10 Year Assessment of Education Reform in DC — a Fraud, says its former director of assessments, Richard Phelps

Stolen from Valerie Jablow:

Looking Back on DC Education Reform 10 Years Later, Part 1: The Grand Tourby Valerie Jablow

[Ed. Note: As DC’s office of the state superintendent of education (OSSE) seeks a waiver of PARCC testing again (recall that OSSE waived PARCC last school year due to the pandemic) and the DC auditor just released a bombshell report of poor stewardship of DC’s education data, it is time to revisit how standardized test data, teacher evaluations, and harsh school penalties were united by ed reformers in DCPS under mayoral control. This first-hand account of what went down in DCPS, the first of two parts by semi-retired educator Richard P. Phelps, appeared in Nonpartisan Education Review in September 2020 and is reprinted here with permission. The author thanks DC budget expert Mary Levy and retired DCPS teacher Erich Martel for their helpful comments in the research of this article.]

By Richard P. Phelps

Ten years ago, I worked as the director of assessments for DCPS. My tenure coincided with Michelle Rhee’s last nine months as chancellor. I departed shortly after Vincent Gray defeated Adrian Fenty in the September 2010 DC mayoral primary.

My primary task was to design an expansion of that testing program that served the IMPACT teacher evaluation system to include all core subjects and all grade levels. Despite its fame (or infamy), the test score aspect of the IMPACT program affected only 13% of teachers, those teaching either reading or math in grades four through eight. Only those subjects and grade levels included the requisite pre- and post-tests required for teacher “value added” measurements (VAM). Not included were most subjects (e.g., science, social studies, art, music, physical education), grades kindergarten to two, and high school.
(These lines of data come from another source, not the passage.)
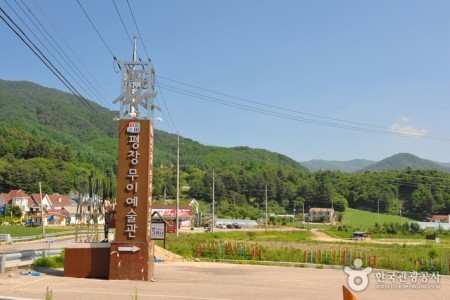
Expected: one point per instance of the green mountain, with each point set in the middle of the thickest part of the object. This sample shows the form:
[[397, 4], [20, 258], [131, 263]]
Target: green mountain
[[344, 166], [403, 161], [50, 136]]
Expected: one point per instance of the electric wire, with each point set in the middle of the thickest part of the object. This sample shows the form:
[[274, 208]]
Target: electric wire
[[42, 44], [95, 28], [137, 28], [291, 117], [278, 107], [73, 52], [60, 52], [123, 24], [25, 39], [156, 78]]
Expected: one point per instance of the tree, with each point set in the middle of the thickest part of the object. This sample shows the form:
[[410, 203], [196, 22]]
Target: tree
[[339, 202], [14, 210]]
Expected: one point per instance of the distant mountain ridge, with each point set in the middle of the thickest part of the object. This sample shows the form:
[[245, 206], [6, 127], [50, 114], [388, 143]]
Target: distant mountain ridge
[[402, 161], [398, 161], [335, 165]]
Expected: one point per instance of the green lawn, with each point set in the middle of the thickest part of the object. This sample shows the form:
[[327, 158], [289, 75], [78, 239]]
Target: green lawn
[[356, 217]]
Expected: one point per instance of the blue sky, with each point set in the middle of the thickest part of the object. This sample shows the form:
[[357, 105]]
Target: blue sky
[[379, 67]]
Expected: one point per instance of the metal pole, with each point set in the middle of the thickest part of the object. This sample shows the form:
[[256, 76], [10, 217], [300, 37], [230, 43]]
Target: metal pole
[[303, 212], [178, 182], [2, 263], [42, 209], [213, 203], [266, 207], [378, 211]]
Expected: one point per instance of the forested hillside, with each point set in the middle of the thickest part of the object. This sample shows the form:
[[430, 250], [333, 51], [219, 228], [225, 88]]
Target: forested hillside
[[402, 161], [49, 136]]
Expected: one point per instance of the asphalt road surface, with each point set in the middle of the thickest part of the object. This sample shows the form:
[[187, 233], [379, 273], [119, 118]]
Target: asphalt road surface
[[213, 281]]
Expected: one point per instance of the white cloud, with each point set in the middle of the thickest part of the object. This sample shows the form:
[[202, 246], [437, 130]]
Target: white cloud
[[404, 128], [404, 119]]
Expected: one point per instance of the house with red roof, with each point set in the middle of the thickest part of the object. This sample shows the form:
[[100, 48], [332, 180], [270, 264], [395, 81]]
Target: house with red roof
[[59, 201], [440, 219], [17, 198]]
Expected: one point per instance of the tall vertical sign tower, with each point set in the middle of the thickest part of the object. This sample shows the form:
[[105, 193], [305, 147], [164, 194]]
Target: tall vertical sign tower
[[131, 255]]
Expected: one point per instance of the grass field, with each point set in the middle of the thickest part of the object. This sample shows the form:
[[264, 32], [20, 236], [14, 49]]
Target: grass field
[[356, 217]]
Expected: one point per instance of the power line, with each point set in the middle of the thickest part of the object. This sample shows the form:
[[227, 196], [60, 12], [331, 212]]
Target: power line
[[156, 78], [123, 24], [43, 58], [95, 28], [137, 28], [73, 52], [55, 47], [292, 117], [278, 107]]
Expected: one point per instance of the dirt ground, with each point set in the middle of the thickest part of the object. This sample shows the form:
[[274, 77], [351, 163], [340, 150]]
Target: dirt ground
[[166, 255]]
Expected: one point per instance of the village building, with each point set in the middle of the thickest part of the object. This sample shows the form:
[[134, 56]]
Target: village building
[[317, 214], [168, 212], [17, 198]]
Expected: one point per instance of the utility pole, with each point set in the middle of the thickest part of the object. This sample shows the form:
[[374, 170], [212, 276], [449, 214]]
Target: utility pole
[[303, 212], [42, 209], [378, 211], [213, 203], [266, 207], [178, 181]]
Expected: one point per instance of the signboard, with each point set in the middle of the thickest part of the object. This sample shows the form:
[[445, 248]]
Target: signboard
[[134, 181], [158, 231], [172, 212]]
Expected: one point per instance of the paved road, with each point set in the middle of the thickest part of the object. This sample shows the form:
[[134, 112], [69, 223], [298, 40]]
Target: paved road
[[213, 281]]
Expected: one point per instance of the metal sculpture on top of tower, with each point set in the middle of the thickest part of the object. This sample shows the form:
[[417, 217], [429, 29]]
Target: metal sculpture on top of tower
[[138, 89]]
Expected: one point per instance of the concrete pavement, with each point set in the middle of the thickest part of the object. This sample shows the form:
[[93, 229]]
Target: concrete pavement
[[202, 280]]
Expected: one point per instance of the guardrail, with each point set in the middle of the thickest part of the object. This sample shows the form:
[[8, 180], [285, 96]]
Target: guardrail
[[41, 236], [25, 257], [5, 237]]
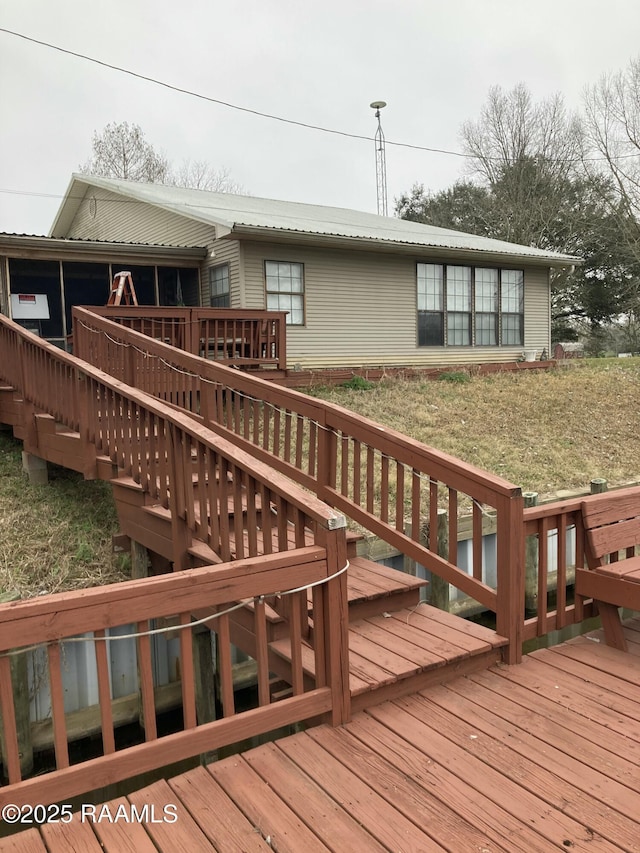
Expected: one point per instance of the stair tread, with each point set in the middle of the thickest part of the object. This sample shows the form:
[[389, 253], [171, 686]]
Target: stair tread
[[389, 647]]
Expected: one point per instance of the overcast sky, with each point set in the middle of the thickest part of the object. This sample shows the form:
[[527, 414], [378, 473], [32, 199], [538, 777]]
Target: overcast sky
[[316, 62]]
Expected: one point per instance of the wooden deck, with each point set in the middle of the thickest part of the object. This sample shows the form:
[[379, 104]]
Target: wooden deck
[[540, 756]]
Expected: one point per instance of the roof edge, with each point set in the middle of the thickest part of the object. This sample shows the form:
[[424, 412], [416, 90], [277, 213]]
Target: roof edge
[[376, 244]]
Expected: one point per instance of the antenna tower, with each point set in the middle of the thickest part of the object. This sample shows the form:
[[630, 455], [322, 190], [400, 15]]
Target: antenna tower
[[381, 161]]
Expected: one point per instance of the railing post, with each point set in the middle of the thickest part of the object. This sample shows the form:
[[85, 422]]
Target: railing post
[[335, 611], [326, 460], [20, 689], [179, 481], [439, 543], [531, 560], [87, 441], [598, 485], [510, 574]]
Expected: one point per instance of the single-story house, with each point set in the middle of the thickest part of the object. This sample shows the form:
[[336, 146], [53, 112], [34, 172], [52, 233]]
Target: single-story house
[[41, 278], [360, 289]]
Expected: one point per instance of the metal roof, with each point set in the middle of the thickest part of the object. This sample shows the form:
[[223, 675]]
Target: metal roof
[[230, 214]]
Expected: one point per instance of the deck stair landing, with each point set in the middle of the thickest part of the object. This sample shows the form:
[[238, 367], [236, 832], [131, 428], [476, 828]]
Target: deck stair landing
[[397, 645], [538, 757], [396, 652]]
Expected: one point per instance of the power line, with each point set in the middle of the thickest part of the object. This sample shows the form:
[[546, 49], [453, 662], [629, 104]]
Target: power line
[[271, 116]]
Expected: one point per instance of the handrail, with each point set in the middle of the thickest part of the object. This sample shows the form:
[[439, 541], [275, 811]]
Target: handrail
[[43, 390], [242, 337], [556, 541], [386, 482], [48, 622], [211, 486]]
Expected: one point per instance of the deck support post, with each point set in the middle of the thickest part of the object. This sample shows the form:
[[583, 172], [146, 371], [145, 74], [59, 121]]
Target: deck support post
[[531, 550], [139, 569], [439, 589], [598, 485], [335, 610], [35, 468], [510, 574], [21, 703], [204, 675]]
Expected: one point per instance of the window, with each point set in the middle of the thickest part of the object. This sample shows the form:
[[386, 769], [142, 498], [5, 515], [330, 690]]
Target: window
[[464, 306], [458, 293], [511, 305], [219, 291], [430, 305], [486, 307], [285, 290]]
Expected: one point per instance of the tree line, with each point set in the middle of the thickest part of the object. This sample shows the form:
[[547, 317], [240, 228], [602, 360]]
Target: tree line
[[121, 150], [540, 176]]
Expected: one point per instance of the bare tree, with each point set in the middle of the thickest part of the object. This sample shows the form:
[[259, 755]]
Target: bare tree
[[525, 152], [200, 175], [121, 151], [612, 139]]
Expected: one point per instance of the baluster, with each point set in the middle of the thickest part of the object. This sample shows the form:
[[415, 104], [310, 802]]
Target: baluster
[[145, 674], [297, 602], [416, 505], [104, 692], [453, 526], [224, 666], [262, 652], [370, 484], [11, 753], [477, 541], [561, 575], [399, 496], [187, 673], [57, 706], [543, 562]]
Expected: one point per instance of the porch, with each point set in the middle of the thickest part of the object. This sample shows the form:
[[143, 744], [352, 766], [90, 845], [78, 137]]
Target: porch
[[246, 485], [542, 756]]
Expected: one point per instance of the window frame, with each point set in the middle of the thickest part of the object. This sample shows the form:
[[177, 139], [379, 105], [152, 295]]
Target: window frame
[[504, 324], [224, 295], [296, 299]]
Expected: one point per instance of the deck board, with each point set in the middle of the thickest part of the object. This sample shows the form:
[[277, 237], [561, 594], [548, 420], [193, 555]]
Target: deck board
[[118, 836], [225, 826], [536, 757]]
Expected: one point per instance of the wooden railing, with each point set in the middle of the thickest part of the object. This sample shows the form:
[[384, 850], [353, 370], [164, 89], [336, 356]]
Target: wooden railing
[[555, 546], [211, 486], [247, 338], [389, 484], [88, 616]]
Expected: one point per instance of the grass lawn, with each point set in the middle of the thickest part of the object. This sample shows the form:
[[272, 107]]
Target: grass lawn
[[542, 430], [53, 537]]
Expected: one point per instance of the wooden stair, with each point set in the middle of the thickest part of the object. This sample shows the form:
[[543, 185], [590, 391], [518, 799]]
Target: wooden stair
[[397, 645], [398, 652]]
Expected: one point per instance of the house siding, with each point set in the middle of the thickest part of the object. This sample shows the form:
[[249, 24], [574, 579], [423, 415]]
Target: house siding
[[537, 311], [361, 310], [224, 252], [121, 219]]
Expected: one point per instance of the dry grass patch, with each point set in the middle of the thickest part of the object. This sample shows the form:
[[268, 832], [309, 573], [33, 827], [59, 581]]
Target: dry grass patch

Chancellor Rhee wanted many more teachers included. So, I designed a system that would cover more than half the DCPS teacher force, from kindergarten through high school. You haven’t heard about it because it never happened. The newly elected Vincent Gray had promised during his mayoral campaign to reduce the amount of testing; the proposed expansion would have increased it fourfold.

VAM affected teachers’ jobs. A low value-added score could lead to termination; a high score, to promotion and a cash bonus. VAM as it was then structured was obviously, glaringly flawed, as anyone with a strong background in educational testing could have seen. Unfortunately, among the many new central office hires from the elite of ed reform circles, none had such a background. (Even a primary grades teacher with the same group of students the entire school day had those students for less than six hours a day, five days a week, for less than half the year. All told, even in the highest exposure circumstances, a teacher interacted with the same group of students for less than a tenth of each student’s waking hours in a year, and for less than a twentieth in the tested subjects of English and math. In the lowest exposure circumstance, a high school teacher might interact with a class of English or math students for less than three percent of a student’s annual hours.

Before posting a request for proposals from commercial test developers for the testing expansion plan, I was instructed to survey two groups of stakeholders—central office managers and school-level teachers and administrators.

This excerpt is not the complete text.